I find graduations mostly boring, so I can understand the somewhat off-subject revelry.

My own graduation was pretty boring to be in. We had about 1000 people in the graduation and we were supposed to get up in rows and go up to the podium to get our prop diplomas (real ones were mailed later). Some people did things to liven it up however, like stand-up in a wave from one end to another. Pretty wild, not liked by the school officials. Heard about the year before when someone brought a chicken in under their gown and released it in the auditorium.
I was not at all interested in even attending my own college graduation.

Cheering people getting their diploma doesn't seen so bad to me.
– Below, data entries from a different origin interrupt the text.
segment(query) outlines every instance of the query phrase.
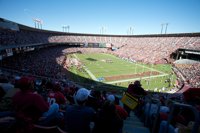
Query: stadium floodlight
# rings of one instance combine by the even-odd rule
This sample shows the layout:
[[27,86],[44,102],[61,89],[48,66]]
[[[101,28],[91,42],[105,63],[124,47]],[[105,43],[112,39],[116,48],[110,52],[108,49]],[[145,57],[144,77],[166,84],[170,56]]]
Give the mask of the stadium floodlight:
[[69,32],[69,29],[70,29],[70,26],[68,25],[68,26],[67,26],[67,32]]
[[163,31],[163,25],[164,25],[164,23],[161,24],[161,33],[160,33],[160,34],[162,34],[162,31]]
[[133,35],[133,27],[130,26],[127,30],[127,35]]
[[42,23],[43,21],[41,19],[38,18],[33,18],[34,24],[35,24],[35,28],[41,28],[42,29]]
[[165,34],[167,33],[167,26],[169,25],[169,23],[166,23],[166,27],[165,27]]

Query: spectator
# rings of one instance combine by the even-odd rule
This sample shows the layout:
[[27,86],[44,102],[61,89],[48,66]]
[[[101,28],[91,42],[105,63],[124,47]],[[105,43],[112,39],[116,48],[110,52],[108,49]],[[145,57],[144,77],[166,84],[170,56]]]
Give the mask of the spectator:
[[68,105],[64,115],[65,130],[69,133],[90,133],[90,124],[94,120],[95,111],[85,106],[89,90],[80,88],[75,96],[74,105]]
[[115,104],[105,101],[97,113],[93,133],[121,133],[123,120],[117,114]]
[[[134,84],[129,84],[127,92],[135,98],[140,98],[141,96],[146,96],[147,92],[142,88],[140,81],[136,80]],[[124,104],[124,109],[130,115],[131,109]]]
[[33,79],[22,77],[19,87],[20,91],[13,96],[17,128],[19,132],[31,132],[33,123],[36,123],[49,107],[41,95],[33,92]]

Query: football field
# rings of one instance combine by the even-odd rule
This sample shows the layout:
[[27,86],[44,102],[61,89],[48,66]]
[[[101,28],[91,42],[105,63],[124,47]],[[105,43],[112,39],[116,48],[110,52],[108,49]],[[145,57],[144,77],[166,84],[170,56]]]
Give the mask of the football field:
[[[140,80],[144,88],[154,90],[170,88],[176,78],[174,74],[171,75],[171,66],[166,64],[130,62],[105,53],[76,53],[73,58],[79,60],[84,69],[84,73],[73,70],[76,75],[105,84],[127,87],[129,83]],[[168,79],[171,79],[170,84],[166,82]]]

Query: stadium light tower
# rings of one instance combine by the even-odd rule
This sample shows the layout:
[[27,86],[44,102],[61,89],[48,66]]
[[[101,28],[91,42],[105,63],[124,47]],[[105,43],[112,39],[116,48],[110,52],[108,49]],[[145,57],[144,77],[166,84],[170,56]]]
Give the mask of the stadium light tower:
[[38,18],[33,18],[33,21],[34,21],[35,28],[42,29],[42,23],[43,23],[42,20]]
[[166,23],[166,27],[165,27],[165,34],[167,33],[167,26],[169,23]]
[[69,32],[69,29],[70,29],[70,26],[68,25],[68,26],[67,26],[67,32]]

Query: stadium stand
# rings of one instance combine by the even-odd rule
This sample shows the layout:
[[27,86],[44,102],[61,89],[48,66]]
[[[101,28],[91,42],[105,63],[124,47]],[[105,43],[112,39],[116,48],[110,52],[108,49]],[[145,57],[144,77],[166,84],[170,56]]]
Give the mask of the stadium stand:
[[[51,121],[54,124],[53,126],[52,123],[44,126],[39,125],[39,120],[43,119],[42,117],[33,123],[30,120],[32,132],[65,132],[65,109],[69,105],[74,106],[76,102],[73,96],[82,86],[68,79],[66,68],[69,67],[71,60],[68,60],[64,54],[77,52],[110,53],[131,61],[155,64],[171,63],[173,65],[173,70],[178,77],[178,90],[173,94],[148,92],[148,95],[141,100],[140,112],[133,110],[128,118],[120,121],[123,123],[122,129],[120,126],[118,127],[121,133],[161,133],[171,130],[173,132],[177,130],[199,132],[199,61],[192,63],[183,62],[184,60],[174,61],[184,56],[199,57],[200,33],[134,36],[95,35],[39,30],[14,22],[12,22],[14,26],[5,23],[11,22],[1,18],[0,130],[2,132],[24,131],[19,131],[16,127],[16,112],[12,106],[12,96],[20,91],[21,86],[18,81],[23,76],[30,76],[34,79],[33,92],[41,96],[46,102],[48,93],[55,84],[59,85],[61,93],[66,97],[65,103],[59,105],[59,113],[56,112],[59,114],[59,116],[56,115],[56,117],[59,117],[59,121],[53,119]],[[114,47],[115,51],[108,47],[97,48],[102,44],[105,44],[105,46],[110,44],[109,46]],[[85,47],[86,45],[88,47]],[[5,83],[5,79],[8,82]],[[5,88],[5,84],[14,87]],[[88,103],[87,106],[95,111],[101,110],[97,114],[102,115],[102,112],[106,112],[102,105],[108,100],[107,95],[109,94],[112,94],[112,92],[88,94],[87,98],[93,99],[90,102],[95,103],[95,105]],[[119,99],[121,96],[119,96]],[[115,106],[106,109],[112,110],[112,107]],[[121,107],[123,106],[121,105]],[[103,119],[100,115],[99,121]],[[94,120],[93,122],[97,121]],[[101,126],[104,128],[104,125]],[[90,125],[91,129],[94,127],[95,125]],[[165,130],[163,131],[163,129]]]

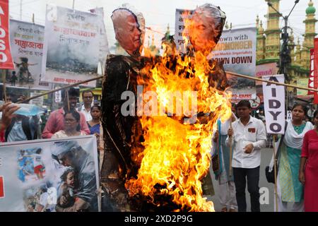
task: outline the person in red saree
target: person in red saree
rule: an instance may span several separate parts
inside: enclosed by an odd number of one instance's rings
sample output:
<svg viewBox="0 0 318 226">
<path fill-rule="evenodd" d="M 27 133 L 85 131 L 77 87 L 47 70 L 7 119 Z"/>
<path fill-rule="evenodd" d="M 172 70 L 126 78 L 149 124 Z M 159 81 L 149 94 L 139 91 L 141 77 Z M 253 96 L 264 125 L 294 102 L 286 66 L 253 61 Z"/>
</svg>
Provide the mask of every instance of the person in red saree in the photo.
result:
<svg viewBox="0 0 318 226">
<path fill-rule="evenodd" d="M 299 180 L 305 186 L 305 212 L 318 212 L 318 110 L 314 124 L 315 128 L 304 136 L 299 170 Z"/>
</svg>

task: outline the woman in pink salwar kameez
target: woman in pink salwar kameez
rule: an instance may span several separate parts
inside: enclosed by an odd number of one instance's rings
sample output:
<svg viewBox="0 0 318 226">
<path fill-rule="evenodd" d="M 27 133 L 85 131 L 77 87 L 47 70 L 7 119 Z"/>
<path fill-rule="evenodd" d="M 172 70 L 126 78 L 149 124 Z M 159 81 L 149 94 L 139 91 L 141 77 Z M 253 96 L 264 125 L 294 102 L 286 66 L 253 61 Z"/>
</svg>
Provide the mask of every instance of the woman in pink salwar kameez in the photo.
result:
<svg viewBox="0 0 318 226">
<path fill-rule="evenodd" d="M 314 113 L 315 129 L 305 134 L 299 180 L 305 186 L 305 212 L 318 212 L 318 111 Z"/>
</svg>

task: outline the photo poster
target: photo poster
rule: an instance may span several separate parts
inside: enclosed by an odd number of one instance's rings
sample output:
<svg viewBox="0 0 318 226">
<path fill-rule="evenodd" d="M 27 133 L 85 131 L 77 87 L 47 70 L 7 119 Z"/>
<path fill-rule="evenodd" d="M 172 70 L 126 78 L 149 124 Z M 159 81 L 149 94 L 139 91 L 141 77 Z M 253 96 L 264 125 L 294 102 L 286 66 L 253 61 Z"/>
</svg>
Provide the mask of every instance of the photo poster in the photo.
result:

It happened at my son's graduation from the U of O a few years ago. I just wish I was closer to the stage and there were not so many people.

LizStreithorst

I didn't even go to mine.  I was glad to be free when I graduated.  I was expected to be everything that I am not.  All I wanted to do was put 4th through 12th grades behind me.  College was so much better.
Always move forward. Never look back.

Rjb3

I remember when I graduated high school in '72. I graduated with honors. Members of the National Honor Society were allowed to wear a gold rope draped over their shoulders during the graduation ceremony. The catch was they rented you the rope for $2 extra. I kept my $2 in my pocket. My thought was they should have given us the stupid rope.

big b

If you were one of the honor people, they should have at least given you the stupid rope for $2. Unless the rope was made of SOLID GOLD, I cant understand why they wouldn't give it to you.

BillT

QuoteI cant understand why they wouldn't give it to you.

I am guessing that in general the schools don't really have time to do all this once a year special stuff, so they farm it all out to people who want to make money off of it. Thus, everything costs.

big b

Quote from: BillT on July 11, 2016, 10:11:04 PM
QuoteI cant understand why they wouldn't give it to you.

I am guessing that in general the schools don't really have time to do all this once a year special stuff, so they farm it all out to people who want to make money off of it. Thus, everything costs.
The only thing I understood was everything everything costs. I am guessing that whole thing as a long way of saying schools are cheap?